Customer Review: The hypocrisy of the white man
This excellent short novel is very representative for Joseph Conrad's work. Its main theme of the foolish, dangerous and deadly dreams of colonialists was also treated in his short story `An Outpost of Progress' (in 'Tales of Unrest') and in his masterpiece `Heart of Darkness'.
The main character in this story dreams of finding a mysterious treasure in order to be able to return to his homeland and live for the rest of his life in `untold wealth'.
For the indigenous, he is not more than another `white man that comes to us to trade, with prayers on his lips and loaded guns in his hands.' He shows `the same manifestations of love and hate and of sordid greed chasing the uncertain dollar in all its multifarious and vanishing shapes.'
He is bitterly confronted with `the savage mood which civilization could never destroy'.
For Conrad, `no two beings understand each other', so certainly not the `savage' and the `white man'.
More, the `uncompromising sincerity of Malay kinsmen' stands in sharp contrast with `the sleek hypocrisy of white people with their vivid but foolish dreams'.
This novel has not the same high standard as `Heart of Darkness', but should not be missed.

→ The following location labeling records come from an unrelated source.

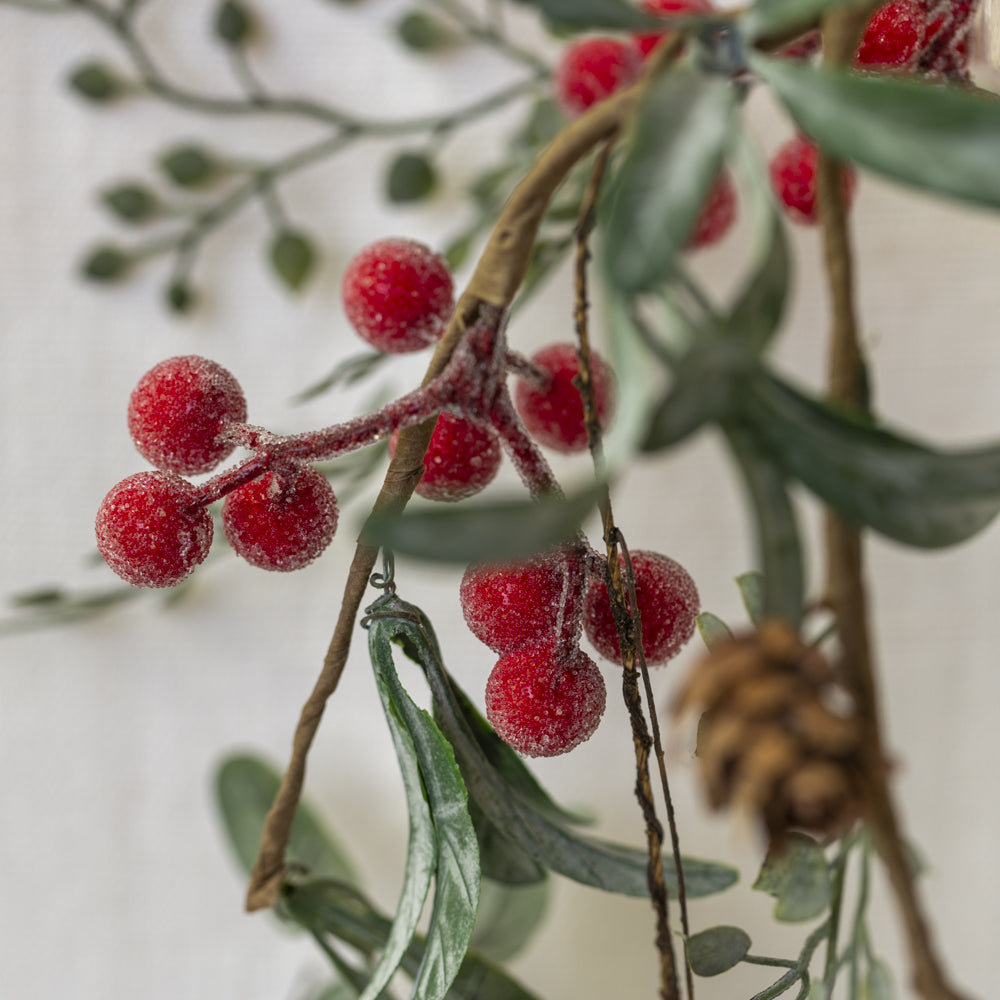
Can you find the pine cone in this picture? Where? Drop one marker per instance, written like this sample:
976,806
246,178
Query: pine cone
769,741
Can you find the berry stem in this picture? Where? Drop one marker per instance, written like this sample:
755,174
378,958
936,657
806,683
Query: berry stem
845,552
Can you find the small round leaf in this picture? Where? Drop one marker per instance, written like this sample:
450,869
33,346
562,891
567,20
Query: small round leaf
717,950
292,258
96,82
233,23
188,166
105,263
411,178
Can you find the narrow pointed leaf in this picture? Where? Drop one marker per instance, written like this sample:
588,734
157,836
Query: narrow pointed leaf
681,135
906,491
940,139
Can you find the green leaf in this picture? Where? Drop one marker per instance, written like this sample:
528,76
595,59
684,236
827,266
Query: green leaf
411,177
902,489
753,588
106,263
233,23
96,82
779,548
604,14
941,139
785,17
292,258
717,950
327,907
683,129
423,32
245,787
131,202
706,387
605,865
712,629
188,165
508,917
456,860
478,532
877,984
798,877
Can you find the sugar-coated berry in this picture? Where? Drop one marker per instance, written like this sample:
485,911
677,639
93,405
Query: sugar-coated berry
508,605
281,521
553,413
398,295
668,604
591,70
717,214
893,36
543,703
462,458
645,42
794,178
179,410
151,531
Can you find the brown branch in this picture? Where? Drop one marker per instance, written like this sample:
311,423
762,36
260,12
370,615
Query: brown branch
497,277
845,555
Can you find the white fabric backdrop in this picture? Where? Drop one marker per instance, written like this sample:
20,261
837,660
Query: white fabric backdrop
115,878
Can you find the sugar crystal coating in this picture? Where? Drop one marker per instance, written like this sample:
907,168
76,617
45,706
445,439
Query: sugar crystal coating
507,605
717,214
462,458
398,295
668,604
794,171
645,42
543,704
150,531
591,70
179,410
893,36
553,414
282,521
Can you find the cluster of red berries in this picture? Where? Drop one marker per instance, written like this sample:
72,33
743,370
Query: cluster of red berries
153,528
545,695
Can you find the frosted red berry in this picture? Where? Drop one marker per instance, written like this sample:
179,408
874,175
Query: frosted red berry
717,214
398,295
893,36
178,413
151,531
645,42
281,521
462,458
668,604
543,703
794,179
553,412
591,70
508,605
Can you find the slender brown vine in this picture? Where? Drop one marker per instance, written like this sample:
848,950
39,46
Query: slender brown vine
845,552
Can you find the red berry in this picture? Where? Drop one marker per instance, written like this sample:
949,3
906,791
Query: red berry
591,70
461,459
717,214
179,410
398,295
645,42
553,413
543,704
794,171
668,604
893,36
151,531
281,521
509,605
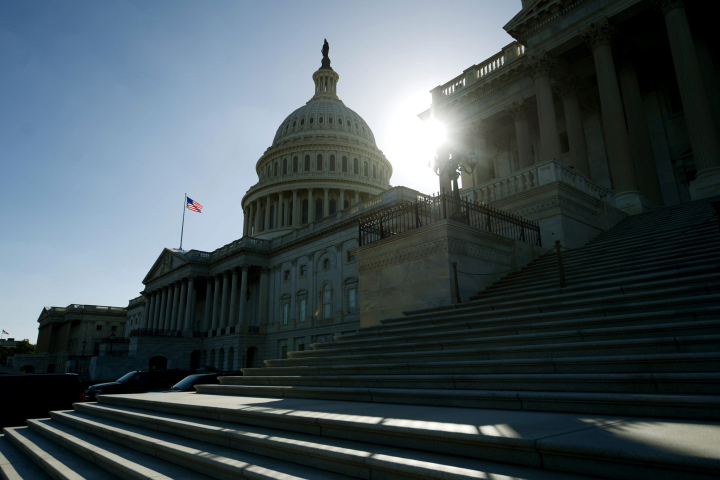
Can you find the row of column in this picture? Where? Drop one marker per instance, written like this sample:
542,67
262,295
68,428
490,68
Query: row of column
629,148
260,209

Customer Review: Almayer's rut
An alternative title for this novel could be Amayer's rut. For that is the situation that the main protagonist in this novel finds himself in. Almayer is a European trader living in a trading post somewhere in Indonesia or Malaysia with his daughter,a product of mixed marriage. Almayer dreams of escaping to Europe after making himself wealthy and bringing his daughter with him also. But as time drags on it becomes obvious that he is going nowhere with his life. He is not getting richer nor is he getting any younger. His own daughter ends up deserting him by eloping with a native who takes her to his own village. Not being a pure European by blood she realizes that she would never be accepted as an equal among Europeans or the whites. For this reason she chooses instead to live with the natives. As for Almayer he remains as he was. He is an example that one can find everywhere in the world. Someone stuck in a situation going nowhere but always dreaming of getting out and changing his life.
Customer Review: whitebedreamin
Almayer's folly is a powerful beginning to Conrad's second profession, writing. Since the story was written so close to Conrad's adventurous youth (the spring for his most powerful works), it provides the rawest expression of Conrad's views. Almayer, the prototype of Tuan Jim, takes the "leap" when he marries the Malay captive for promised wealth. This transgression drops his character into contact with the cold truths of nature; truths which dispel any artificial illusions or meanings. For Almayer, these illusions entailed sucess and fame in Europe, a place that he had never visited but only heard about from his mother. Superficially, this journey towards inner truth involves a journey into the wilds of Borneo, but,like in future Conrad works, we quickly realize that the journey is inward into the pysche of Almayer. Overall, an excellent introduction to Conrad.